Chris I can't even Defend you on this one.One day a man was walking down the street on his way to work. As he walked down the street, there were dogs on just about every front porch and they all would bark as the man walk passed them. However, there was one dog that he remembered, because this dog was just sitting there and he was whimpering and whining and moaning, you know the little whimpering sounds dogs make when they are wounded or in some sort of pain. Well, this particular dog was just sitting there on the front porch making those sounds. The man was curious as to why this dog wasn’t barking like the other dogs and why he was whimpering. He couldn’t figure it out, so he just kept walking to work. The next day he was in the same situation where he was walking down the street and saw the dogs barking once again and this same dog that was moaning and groaning the other day was doing the same thing today and he just couldn’t figure it out. Well, he walked passed for an entire week and everyday the dog would be there moaning and groaning. So, finally the guy got fed up, he said, “let me find out what’s going on.” So he went and knocked on the door and a guy came out and said, “Yes, how may I help you?” He said, “Sir, is this your dog?” “Yes, that’s my dog.” “Well, what’s wrong with him?” The owner of the dog said, “What do you mean?” “Well, he’s been sitting here moaning and groaning, whimpering and whining for an entire week. The rest of the dogs are barking, your dog should be barking too, why is he moaning and groaning?” The owner said, “Well, he’s actually sitting on a nail.” And the guy said, ‘What! Your dog is sitting on a nail. Why doesn’t he get off?” “Well, it just doesn’t hurt him enough.” -.
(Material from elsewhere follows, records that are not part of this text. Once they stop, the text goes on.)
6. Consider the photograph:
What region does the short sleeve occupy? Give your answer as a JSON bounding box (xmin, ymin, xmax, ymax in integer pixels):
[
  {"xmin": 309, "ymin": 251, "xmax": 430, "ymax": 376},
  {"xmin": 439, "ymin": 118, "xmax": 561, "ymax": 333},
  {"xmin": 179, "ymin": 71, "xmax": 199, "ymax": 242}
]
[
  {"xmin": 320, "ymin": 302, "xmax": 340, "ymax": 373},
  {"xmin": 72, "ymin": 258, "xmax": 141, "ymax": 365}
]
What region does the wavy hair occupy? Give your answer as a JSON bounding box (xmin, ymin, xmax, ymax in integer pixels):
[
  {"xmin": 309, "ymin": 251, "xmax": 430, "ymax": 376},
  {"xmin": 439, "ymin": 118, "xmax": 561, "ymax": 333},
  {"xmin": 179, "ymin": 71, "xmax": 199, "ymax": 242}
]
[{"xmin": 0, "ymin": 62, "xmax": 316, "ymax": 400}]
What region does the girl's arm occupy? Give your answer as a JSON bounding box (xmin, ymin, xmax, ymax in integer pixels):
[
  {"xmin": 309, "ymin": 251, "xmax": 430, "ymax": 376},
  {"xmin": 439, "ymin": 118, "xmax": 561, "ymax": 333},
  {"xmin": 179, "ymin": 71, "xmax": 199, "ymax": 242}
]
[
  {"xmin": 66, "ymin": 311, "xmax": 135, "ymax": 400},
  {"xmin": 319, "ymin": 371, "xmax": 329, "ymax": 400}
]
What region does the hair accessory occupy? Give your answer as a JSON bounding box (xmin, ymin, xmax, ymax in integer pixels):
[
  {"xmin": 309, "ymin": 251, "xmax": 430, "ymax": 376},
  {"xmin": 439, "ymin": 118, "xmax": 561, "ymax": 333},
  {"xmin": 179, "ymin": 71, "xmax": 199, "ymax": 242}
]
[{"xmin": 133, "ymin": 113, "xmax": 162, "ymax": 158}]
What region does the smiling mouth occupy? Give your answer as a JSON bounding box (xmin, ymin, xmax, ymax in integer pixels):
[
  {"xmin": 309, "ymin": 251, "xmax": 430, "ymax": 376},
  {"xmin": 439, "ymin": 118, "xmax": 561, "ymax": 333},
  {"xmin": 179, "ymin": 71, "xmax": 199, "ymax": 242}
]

  How many of us have been thru the same situation?  What exactly does it take for that nail to start hurting enough?  Now I don’t profess to know Chris & Rhi Rhi’s  story.  But a photo speaks volumes.   Though I’ve never been involved in physically abusive relationships, I’ve been torn down and negated  enough to identify the signs of abuse.   Usually it starts out verbal and for some, it ends physical.   Yet we find ourselves drawn to the same kind of people and we find ourselves trying to build with someone who isn’t worth the effort.   Some of us tend to believe that if we put forth the effort and stick around on a long term basis, we’ll effect positive change.   But you have to find your happy medium and determine when to say “when”.   Determine when to walk away from the situation and determine when to love that person from a distance.   I’m not sure if  this is in fact a common misnomer, but for myself I can say that half the time I was subconsciously doing this because I didn’t want to give up on the relationship.   But I learned somewhere down the line that it is pointless to try and change someone in a relationship that is changing you for the worst.     You can look at this photo and know that her wounds are not just physical, they’re emotional and mental.   Once you’ve lost yourself, it’s hard to get that back.  And if you can’t get that back, how can you love someone else effectively enough to inspire change?

If you’re objective is to be “Captain save-a-hoe”, then save yourself first.  

 

This has been a public service announcement from yours truly.

This Little Rainbow Clique

The older I get the more I have this disdain for surrounding myself with only LGBT individuals.   I know that sounds crazy but let me explain why. 

I’ve been on this scene for perhaps 8 years or so and I’m pretty much able to predict the actions of my gay/ lesbian counterparts.   So much so that it really doesn’t add any mystery to the situation.    Being of sound Sagittarian mind and body, it is in my nature to want to experience new things and to learn and grow spiritually.   I’m not finding that by only associating with one specific group in society.   I think that as a lesbian the objective should be to be accepted in society as an equal.   So I don’t really go out of my way to separate myself or ostracize myself from the heteros.   There are no rainbow decals all over my windshield or bumper nor do I wear these bright ass colors to work on a daily basis.   The fact that I am gay,does not make me any more special than the next individual.     So why is it that I feel as if we’ve created our own secret society and no one else is allowed in  (not even the bi’s)?

Which broaches an additional topic.   How is it that lesbians struggle so much for equality yet I’ve had the displeasure of encountering so many who do not like bi-sexuals?   How are we to ask for the very same rights that we deny others?   It seems totally asinine to me.